I just acquired an Apple iPod touch. Looking for some type of travel/map type "app" but appears to be a million or so to choose from. Can anyone currently using an iPod touch recommend one of these apps? What's everybody using? I hesitate to go by the star system I see used for their rating system when browsing for such things.
Thanks for the info. I'm not much for the GPS but I do like having access to a map now and then along the way. The features of the iTouch are still new to me and not real sure just what it's capable of but I am hoping to find some kind of Atlas of sorts that can be downloaded to my drive so I have access to it at all times. I loaded the HotelPal onto my iTouch. Looks like it could come in handy. Thanks for the tip.
If you have the iTouch and not the iPhone, then all you can do is store maps on it. You can get more if you have wireless, but that's not always available. I have a MyTouch, which is the Android phone, and I was using that when I started out on my trip. By the time I got to the Mississippi, I bought a regular road atlas.

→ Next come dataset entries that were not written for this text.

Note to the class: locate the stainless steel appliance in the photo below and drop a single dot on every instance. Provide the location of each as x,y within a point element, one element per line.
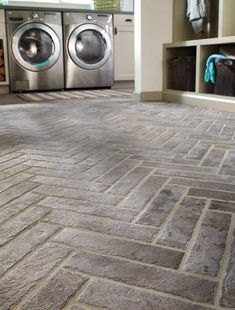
<point>88,50</point>
<point>35,50</point>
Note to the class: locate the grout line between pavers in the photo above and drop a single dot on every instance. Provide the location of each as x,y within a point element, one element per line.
<point>225,261</point>
<point>74,299</point>
<point>136,188</point>
<point>170,215</point>
<point>141,213</point>
<point>194,236</point>
<point>39,284</point>
<point>31,253</point>
<point>210,148</point>
<point>222,162</point>
<point>122,178</point>
<point>140,288</point>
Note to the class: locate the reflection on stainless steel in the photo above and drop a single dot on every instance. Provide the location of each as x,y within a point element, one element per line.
<point>35,51</point>
<point>90,47</point>
<point>88,50</point>
<point>36,46</point>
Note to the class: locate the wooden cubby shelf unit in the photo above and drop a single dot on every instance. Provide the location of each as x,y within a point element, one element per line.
<point>186,43</point>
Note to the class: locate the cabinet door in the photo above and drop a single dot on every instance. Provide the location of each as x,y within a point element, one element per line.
<point>123,48</point>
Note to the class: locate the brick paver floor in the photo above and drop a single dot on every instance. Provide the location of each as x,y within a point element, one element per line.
<point>112,204</point>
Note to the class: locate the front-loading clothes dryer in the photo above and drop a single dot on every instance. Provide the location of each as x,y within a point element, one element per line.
<point>88,44</point>
<point>35,50</point>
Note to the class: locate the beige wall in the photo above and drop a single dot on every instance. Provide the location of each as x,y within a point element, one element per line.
<point>153,27</point>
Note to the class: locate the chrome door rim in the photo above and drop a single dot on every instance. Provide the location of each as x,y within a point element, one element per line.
<point>72,50</point>
<point>46,64</point>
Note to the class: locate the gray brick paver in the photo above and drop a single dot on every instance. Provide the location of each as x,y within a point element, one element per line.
<point>143,157</point>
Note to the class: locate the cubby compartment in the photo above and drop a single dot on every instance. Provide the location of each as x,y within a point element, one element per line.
<point>2,62</point>
<point>182,28</point>
<point>224,71</point>
<point>226,17</point>
<point>181,68</point>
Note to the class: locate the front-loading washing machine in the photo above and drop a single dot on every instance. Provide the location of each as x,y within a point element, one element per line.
<point>35,50</point>
<point>88,50</point>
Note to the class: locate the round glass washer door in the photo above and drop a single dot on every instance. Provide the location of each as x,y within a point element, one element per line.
<point>89,46</point>
<point>35,46</point>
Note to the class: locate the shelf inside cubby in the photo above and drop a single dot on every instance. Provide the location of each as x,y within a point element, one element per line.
<point>182,28</point>
<point>180,63</point>
<point>205,52</point>
<point>2,63</point>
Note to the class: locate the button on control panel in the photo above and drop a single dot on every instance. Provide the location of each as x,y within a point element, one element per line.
<point>89,17</point>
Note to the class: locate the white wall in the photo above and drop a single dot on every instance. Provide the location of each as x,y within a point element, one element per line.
<point>153,27</point>
<point>127,5</point>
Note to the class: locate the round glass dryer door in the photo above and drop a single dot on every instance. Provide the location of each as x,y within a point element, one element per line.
<point>35,47</point>
<point>89,46</point>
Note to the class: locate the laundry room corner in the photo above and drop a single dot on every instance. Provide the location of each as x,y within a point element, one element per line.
<point>153,28</point>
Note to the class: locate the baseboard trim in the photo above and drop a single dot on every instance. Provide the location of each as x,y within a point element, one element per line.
<point>221,103</point>
<point>4,89</point>
<point>148,96</point>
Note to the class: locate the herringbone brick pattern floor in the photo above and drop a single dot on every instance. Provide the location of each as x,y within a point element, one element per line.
<point>111,204</point>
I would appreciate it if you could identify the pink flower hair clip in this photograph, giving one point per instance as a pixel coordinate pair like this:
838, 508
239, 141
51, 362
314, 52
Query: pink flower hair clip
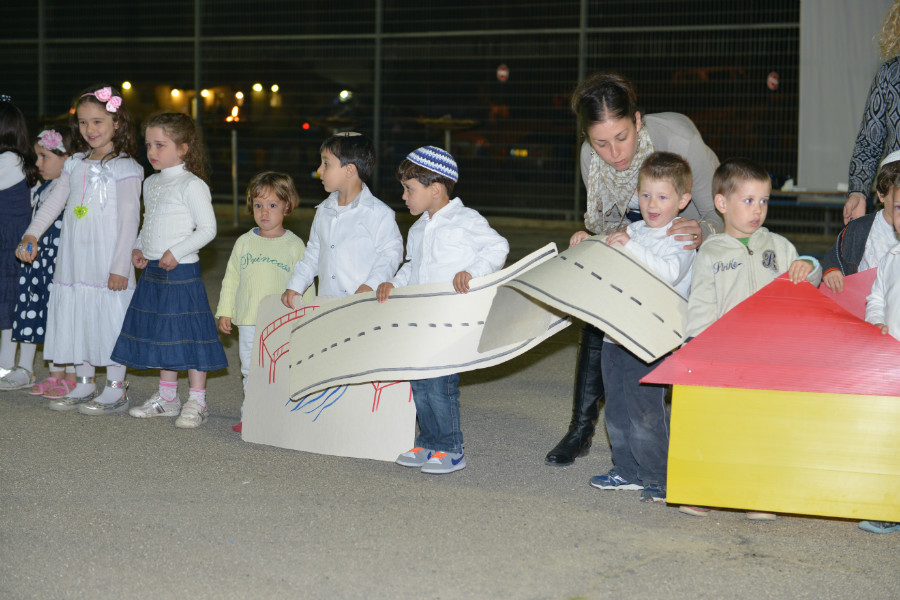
105, 95
51, 140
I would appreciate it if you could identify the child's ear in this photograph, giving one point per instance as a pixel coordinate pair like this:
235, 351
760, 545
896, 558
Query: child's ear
719, 201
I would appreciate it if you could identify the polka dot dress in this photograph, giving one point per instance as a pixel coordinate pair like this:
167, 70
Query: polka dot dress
30, 317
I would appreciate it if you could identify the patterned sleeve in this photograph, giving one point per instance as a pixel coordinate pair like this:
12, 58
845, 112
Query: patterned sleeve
879, 127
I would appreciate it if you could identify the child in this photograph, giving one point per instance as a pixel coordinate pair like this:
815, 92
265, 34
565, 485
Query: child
100, 190
636, 416
168, 325
30, 323
354, 242
864, 241
260, 262
449, 242
732, 266
882, 301
17, 174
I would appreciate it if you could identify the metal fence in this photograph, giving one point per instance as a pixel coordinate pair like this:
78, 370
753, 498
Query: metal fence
493, 77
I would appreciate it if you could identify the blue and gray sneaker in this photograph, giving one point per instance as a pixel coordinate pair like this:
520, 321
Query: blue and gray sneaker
653, 492
614, 481
879, 526
444, 462
415, 457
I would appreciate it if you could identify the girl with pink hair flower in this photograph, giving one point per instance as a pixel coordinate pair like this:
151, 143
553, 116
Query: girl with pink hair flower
98, 194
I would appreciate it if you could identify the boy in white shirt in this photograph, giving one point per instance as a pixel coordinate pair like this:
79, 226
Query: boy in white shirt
450, 242
636, 417
354, 243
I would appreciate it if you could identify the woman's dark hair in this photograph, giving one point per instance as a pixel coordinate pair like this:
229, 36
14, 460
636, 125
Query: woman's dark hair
14, 138
123, 138
604, 96
180, 128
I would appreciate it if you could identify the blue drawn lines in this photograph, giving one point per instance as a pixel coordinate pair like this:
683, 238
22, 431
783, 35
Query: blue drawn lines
317, 402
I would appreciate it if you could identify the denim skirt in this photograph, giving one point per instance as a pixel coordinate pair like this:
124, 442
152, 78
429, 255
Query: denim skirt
169, 324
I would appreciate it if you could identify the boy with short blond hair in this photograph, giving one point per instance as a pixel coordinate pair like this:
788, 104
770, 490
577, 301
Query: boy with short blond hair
449, 242
732, 266
637, 420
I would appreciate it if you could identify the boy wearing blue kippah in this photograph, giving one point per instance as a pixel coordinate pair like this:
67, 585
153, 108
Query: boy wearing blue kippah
449, 242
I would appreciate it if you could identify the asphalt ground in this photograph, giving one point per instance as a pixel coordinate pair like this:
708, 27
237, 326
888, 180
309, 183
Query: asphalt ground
117, 507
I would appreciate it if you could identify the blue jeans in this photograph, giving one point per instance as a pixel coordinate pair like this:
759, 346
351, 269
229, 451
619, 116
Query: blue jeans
437, 409
637, 420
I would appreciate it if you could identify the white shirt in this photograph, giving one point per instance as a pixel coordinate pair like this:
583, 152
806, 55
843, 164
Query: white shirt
456, 239
178, 215
881, 239
883, 301
349, 246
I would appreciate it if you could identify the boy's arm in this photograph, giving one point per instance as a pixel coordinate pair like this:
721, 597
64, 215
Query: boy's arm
702, 305
388, 250
306, 268
492, 249
670, 262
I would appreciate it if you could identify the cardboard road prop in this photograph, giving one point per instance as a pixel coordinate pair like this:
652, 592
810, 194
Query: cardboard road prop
788, 403
372, 420
420, 332
602, 285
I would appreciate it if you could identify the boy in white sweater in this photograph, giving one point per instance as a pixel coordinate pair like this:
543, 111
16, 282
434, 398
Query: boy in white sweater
450, 242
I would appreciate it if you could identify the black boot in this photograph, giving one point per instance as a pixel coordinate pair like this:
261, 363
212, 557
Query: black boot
586, 402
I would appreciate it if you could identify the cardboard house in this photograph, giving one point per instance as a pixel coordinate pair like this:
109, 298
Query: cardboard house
788, 403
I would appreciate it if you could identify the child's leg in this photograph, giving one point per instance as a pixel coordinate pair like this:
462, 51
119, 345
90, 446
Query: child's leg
7, 352
437, 409
648, 419
615, 378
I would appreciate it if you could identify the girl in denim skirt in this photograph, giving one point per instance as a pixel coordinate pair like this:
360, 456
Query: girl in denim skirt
169, 325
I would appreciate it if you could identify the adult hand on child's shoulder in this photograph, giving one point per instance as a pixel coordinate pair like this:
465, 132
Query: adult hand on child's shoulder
834, 281
168, 262
225, 324
384, 291
461, 282
138, 259
287, 298
687, 230
117, 283
800, 270
578, 237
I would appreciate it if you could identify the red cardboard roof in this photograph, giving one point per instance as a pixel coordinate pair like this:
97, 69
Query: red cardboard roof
793, 338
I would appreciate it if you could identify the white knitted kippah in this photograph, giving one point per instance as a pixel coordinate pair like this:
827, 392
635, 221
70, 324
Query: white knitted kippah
892, 157
435, 159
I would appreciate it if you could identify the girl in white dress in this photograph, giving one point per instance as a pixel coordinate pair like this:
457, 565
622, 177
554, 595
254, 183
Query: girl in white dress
99, 194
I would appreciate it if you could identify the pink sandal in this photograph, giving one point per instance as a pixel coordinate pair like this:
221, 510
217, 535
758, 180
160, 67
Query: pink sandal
56, 388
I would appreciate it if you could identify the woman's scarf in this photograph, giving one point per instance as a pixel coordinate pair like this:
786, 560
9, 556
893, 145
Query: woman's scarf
610, 191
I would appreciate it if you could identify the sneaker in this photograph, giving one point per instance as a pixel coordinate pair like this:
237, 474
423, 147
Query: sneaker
879, 526
192, 415
695, 511
614, 481
444, 462
18, 378
756, 515
96, 409
156, 407
416, 457
653, 492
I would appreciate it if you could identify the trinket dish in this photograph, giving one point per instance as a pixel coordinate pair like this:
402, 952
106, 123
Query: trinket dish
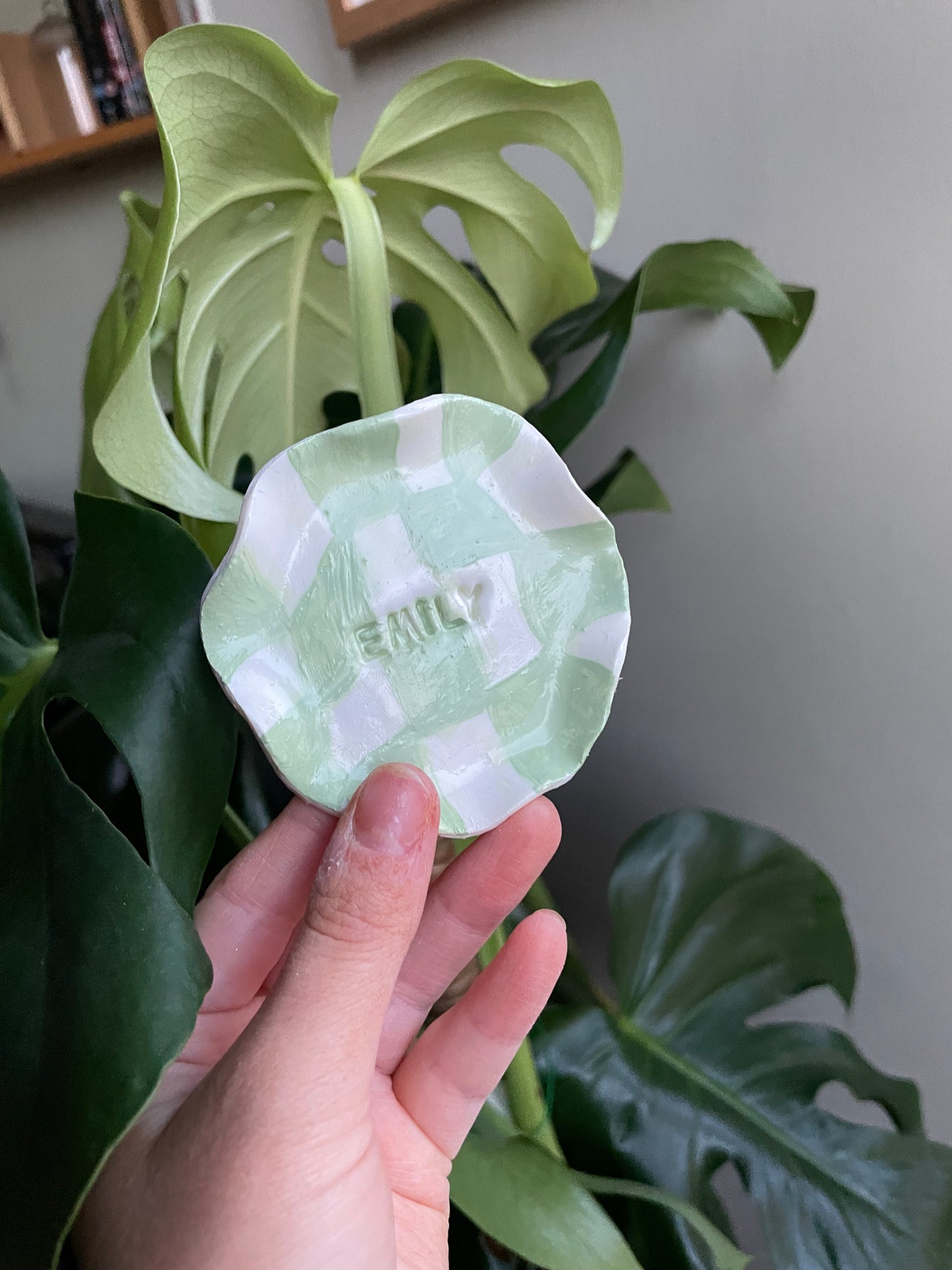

You lose a lot of the really cool stuff if it isn't an Internet enabled phone. For example, after 200 miles of pouring down rain today, I'd had enough. I was able to go to the map application on my phone and search for hotels. It found my location then marked the locations of hotels nearby. I was able to tap on the marker to find out what it was, then tap again to get the information. From there I was able to click on the phone number and call to get a room rate. When I found one I wanted, I hit the address and it gave me the directions from where I was to the hotel. You can't do that with an iTouch unless you have wireless access where you are.
In my experience, as far as finding your way across a state or two, a real map is the best way to go. You can get a better idea of how you want to cross Iowa to get to a certain spot in New York when you can see it on a big page. Electronic mapping wants to take you on the Interstates, and then you have to wrestle with it to get to the secondary roads.
You lose a lot of the really cool stuff if it isn't an Internet enabled phone. For example, after 200 miles of pouring down rain today, I'd had enough. I was able to go to the map application on my phone and search for hotels. It found my location then marked the locations of hotels nearby. I was able to tap on the marker to find out what it was, then tap again to get the information. From there I was able to click on the phone number and call to get a room rate. When I found one I wanted, I hit the address and it gave me the directions from where I was to the hotel. You can't do that with an iTouch unless you have wireless access where you are.
In my experience, as far as finding your way across a state or two, a real map is the best way to go. You can get a better idea of how you want to cross Iowa to get to a certain spot in New York when you can see it on a big page. Electronic mapping wants to take you on the Interstates, and then you have to wrestle with it to get to the secondary roads.
I would have to agree with you, unfolding an actual map and seeing the big picture works for me. Consistent wireless access is indeed the problem with the iTouch so storing maps was what I had in mind. Just trying to get out of paying another monthly fee for internet access via phone but it may come to that after all is said and done. Thanks for the info.